CSRF Error for Custom Event Domains

[fthorns]

Problem and impact

When using a custom event domain with the self hosted version of Pretix, adding a product to the cart leads to a CSRF error:

WARNING 2024-05-05 20:21:19,519 django.security.csrf log Forbidden (Origin checking failed - https://event1.example.com does not match any trusted origins.): /cart/add

The default settings.py file restricts CSRF origins only to the main address of the Pretix instance:

CSRF_TRUSTED_ORIGINS = [urlparse(SITE_URL).scheme + '://' + urlparse(SITE_URL).hostname]

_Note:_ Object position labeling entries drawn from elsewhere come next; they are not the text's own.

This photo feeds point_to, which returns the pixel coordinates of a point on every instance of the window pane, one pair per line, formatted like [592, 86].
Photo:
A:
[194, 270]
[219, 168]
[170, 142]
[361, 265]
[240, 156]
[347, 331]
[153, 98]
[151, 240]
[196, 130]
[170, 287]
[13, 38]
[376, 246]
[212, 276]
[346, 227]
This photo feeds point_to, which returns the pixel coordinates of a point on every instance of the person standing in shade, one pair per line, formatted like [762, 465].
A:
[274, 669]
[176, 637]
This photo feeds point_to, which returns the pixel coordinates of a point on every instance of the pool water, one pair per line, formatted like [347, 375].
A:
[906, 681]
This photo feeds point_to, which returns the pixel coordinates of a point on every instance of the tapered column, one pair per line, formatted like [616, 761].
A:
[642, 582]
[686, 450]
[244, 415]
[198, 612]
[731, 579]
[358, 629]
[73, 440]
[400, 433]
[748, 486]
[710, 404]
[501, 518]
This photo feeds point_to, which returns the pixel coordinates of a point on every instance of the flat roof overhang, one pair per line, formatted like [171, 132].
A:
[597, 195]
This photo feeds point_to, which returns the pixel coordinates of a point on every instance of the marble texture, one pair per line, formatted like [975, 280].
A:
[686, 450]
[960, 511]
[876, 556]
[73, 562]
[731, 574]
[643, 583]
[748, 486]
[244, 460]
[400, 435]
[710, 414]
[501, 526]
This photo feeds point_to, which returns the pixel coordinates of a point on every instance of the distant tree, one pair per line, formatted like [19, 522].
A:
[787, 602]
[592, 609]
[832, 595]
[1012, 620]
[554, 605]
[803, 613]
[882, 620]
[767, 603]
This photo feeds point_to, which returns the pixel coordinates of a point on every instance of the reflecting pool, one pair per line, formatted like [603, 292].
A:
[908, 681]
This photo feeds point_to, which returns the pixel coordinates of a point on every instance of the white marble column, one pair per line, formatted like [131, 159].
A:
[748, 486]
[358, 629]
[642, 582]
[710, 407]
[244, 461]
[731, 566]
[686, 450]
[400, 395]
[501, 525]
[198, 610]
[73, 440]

Adding the event page to the settings solves this problem:

CSRF_TRUSTED_ORIGINS = [ "https://pretix.example.com", "https://event1.example.com" ]

If would be great to adjust the definition of CSRF_TRUSTED_ORIGINS to include all configured custom domains for both organizers as well as events or provide an option in the Pretix configuration to specify all trusted CSRF origins.

Expected behaviour

Custom domains would automatically be considered trusted CSRF origins, or there would be a documented option to manually configure all trusted CSRF origins in the Pretix configuration file.

Steps to reproduce

1. Configure a new hostname in DNS and as an alias in the reverse proxy in front of Pretix (e.g. event1.example.com)
2. Create a new event add configure event1.example.com as Custom Domain, along with all other required configuration
3. Open the shop on the Custom Domain (works) and try to add a ticket to the cart

Screenshots

No response

Link

No response

Browser (software, desktop or mobile?) and version

No response

Operating system, dependency versions

No response

Version

Docker image pretix/standalone:2024.4.0

[raphaelm]

I am 99% sure this does not occur with the documented example proxy configuration, sounds like some header missing although I don't immediately know which one

[fthorns]

Make it 100%, for whatever reason the X-Forwarded-Proto header didn't make it through, now that this header is there everything works great. Thousand thanks for the hint!